If you think your data is protected against bit rot because it’s on a RAID array, think again.
Bit rot is a real problem. All storage media is at risk. Magnetic media like discs and tapes can lose data integrity over time. Even RAM is susceptible to cosmic rays. You may not even know about it because the disc keeps working but a bit or a byte here and there has changed.
A typical home user with a 2TB disk has an almost 100% chance of bit rot. If it just changes a pixel in a video, it’s not going to be a problem. But if it’s in your database or operating system software, that failure could be much more significant.
Today there is no protection. This problem is undetectable and then there is no means of recovery.
You might think that RAID is the answer but it’s not. An Amplidata white paper, The RAID Catastrophe, explains why:
- It doesn’t do hashing or CRC to verify the data.
- It doesn’t track bit rot or correct it (nor do most operating systems).
- There are no ‘previous versions’ to restore; just the current version of each file.
- Storage volumes are increasing dramatically so a rebuild in the event of a total drive failure can be very lengthy (even a couple of days on 2TB HDD arrays).
- Increasing the number of drives or the size of each drive increases the overall risk of failure; even if the MTBF for any individual drive seems low.

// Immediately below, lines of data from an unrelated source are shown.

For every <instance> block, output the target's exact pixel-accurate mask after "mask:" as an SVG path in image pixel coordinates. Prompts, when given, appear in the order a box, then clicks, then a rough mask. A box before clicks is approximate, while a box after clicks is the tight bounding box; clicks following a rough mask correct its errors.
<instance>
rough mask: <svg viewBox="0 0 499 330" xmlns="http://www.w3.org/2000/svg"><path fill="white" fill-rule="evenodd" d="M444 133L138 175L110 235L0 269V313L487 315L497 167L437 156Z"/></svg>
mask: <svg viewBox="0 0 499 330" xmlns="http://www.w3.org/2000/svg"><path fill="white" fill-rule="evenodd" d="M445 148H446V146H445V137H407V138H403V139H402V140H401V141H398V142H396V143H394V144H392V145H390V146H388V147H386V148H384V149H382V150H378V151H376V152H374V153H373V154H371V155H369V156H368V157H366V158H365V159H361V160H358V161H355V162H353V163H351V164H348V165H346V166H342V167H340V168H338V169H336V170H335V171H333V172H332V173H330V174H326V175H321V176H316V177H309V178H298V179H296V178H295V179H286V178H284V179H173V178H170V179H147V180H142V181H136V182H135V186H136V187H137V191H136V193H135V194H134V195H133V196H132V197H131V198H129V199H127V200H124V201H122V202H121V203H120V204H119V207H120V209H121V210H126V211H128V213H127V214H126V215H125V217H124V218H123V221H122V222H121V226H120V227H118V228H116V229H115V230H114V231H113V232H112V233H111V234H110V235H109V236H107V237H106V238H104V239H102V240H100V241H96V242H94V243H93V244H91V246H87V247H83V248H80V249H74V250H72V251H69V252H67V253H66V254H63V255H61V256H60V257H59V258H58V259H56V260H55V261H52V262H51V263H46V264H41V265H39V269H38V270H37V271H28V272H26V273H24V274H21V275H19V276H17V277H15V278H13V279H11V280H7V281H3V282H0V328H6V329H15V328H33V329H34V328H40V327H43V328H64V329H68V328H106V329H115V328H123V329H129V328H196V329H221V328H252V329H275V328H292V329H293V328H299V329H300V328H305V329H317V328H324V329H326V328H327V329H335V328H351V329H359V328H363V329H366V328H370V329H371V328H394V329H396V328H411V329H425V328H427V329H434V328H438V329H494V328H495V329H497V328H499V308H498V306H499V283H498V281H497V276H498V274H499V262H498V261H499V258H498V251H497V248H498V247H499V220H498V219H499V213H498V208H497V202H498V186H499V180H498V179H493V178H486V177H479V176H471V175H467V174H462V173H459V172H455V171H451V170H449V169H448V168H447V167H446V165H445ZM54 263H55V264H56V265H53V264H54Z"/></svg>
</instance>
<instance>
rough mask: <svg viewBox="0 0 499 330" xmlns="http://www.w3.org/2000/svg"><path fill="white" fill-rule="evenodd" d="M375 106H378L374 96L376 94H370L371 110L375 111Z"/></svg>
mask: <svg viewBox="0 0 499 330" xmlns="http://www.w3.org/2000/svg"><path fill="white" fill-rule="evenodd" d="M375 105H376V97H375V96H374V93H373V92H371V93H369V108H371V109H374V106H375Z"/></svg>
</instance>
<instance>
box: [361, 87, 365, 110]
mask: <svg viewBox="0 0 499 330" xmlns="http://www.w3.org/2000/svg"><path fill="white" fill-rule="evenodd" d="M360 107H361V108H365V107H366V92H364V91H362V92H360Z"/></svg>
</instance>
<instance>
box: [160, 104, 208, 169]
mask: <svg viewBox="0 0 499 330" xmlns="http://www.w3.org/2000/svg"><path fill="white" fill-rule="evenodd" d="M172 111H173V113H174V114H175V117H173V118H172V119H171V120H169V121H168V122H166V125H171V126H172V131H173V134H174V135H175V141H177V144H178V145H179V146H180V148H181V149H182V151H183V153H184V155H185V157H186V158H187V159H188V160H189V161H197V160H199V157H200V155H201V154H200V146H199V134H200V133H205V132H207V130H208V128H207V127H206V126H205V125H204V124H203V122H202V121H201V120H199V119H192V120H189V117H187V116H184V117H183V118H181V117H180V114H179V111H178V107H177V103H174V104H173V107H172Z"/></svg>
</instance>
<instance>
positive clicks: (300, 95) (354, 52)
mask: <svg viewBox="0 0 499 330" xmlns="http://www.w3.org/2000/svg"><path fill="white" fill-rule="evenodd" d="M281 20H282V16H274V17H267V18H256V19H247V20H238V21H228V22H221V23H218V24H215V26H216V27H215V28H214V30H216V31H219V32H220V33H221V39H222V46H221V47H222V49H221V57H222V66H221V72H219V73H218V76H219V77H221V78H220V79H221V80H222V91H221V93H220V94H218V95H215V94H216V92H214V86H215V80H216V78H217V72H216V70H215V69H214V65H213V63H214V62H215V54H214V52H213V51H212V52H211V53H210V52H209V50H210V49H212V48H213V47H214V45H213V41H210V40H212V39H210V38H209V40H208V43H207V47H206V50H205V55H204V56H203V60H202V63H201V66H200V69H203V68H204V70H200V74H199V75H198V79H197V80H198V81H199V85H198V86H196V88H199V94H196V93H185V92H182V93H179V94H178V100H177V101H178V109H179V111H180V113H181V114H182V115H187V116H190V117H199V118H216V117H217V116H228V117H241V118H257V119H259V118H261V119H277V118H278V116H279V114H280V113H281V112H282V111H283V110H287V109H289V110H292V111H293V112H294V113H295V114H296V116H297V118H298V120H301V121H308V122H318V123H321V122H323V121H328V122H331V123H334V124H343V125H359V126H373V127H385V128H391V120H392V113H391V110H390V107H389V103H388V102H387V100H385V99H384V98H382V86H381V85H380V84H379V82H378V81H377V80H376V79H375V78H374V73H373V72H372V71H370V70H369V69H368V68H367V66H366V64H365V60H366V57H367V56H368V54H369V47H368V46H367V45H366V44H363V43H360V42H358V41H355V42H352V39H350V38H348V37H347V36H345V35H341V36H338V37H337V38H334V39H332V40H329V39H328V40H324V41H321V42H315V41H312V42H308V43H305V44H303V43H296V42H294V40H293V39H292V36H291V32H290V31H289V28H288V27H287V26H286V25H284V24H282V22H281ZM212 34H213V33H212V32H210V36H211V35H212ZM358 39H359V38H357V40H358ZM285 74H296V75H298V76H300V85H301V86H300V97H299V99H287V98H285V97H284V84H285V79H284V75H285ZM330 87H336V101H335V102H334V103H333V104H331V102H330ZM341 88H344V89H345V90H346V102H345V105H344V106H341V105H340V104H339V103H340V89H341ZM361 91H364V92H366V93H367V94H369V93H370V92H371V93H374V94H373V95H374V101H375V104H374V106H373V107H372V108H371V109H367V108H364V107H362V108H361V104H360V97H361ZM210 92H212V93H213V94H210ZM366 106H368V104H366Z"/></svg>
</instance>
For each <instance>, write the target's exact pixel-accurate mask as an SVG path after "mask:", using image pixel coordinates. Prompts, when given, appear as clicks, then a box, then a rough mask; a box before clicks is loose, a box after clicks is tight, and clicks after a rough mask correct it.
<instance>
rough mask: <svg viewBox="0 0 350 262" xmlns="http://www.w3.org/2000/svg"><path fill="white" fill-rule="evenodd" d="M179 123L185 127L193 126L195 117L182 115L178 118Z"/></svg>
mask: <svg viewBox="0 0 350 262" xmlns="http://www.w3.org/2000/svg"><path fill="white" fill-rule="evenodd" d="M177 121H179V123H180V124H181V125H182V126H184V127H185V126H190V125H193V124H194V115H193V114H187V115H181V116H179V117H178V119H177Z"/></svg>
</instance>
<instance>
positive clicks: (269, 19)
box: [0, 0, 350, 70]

- If one drive in an array fails, it is quite likely that a second one will also fail soon because RAID writes to all drives in the array at the same time.
- RAID-6 double parity is a partial answer to this but it imposes a big performance overhead.
- Forensic data recovery from RAIDs is very, very difficult, time-consuming and expensive. It’s like trying to turn an omelette back into the original eggs.
There is an additional problem with RAID storage. If you have a problem with a drive, you replace it and the rebuild fails for some reason you have no way of recovering the data on the array. At least on a single disk, you can recover all the data except on the failed sector(s). This is another example of IT industry focusing on MTBF rather than on complexity or recovery time.
The IT industry needs a radical rethink about storage. The old orthodoxy isn’t good enough. It may be heresy to admit it but perhaps we need to move beyond RAID and towards new, unbreakable storage technology like Amplidata’s.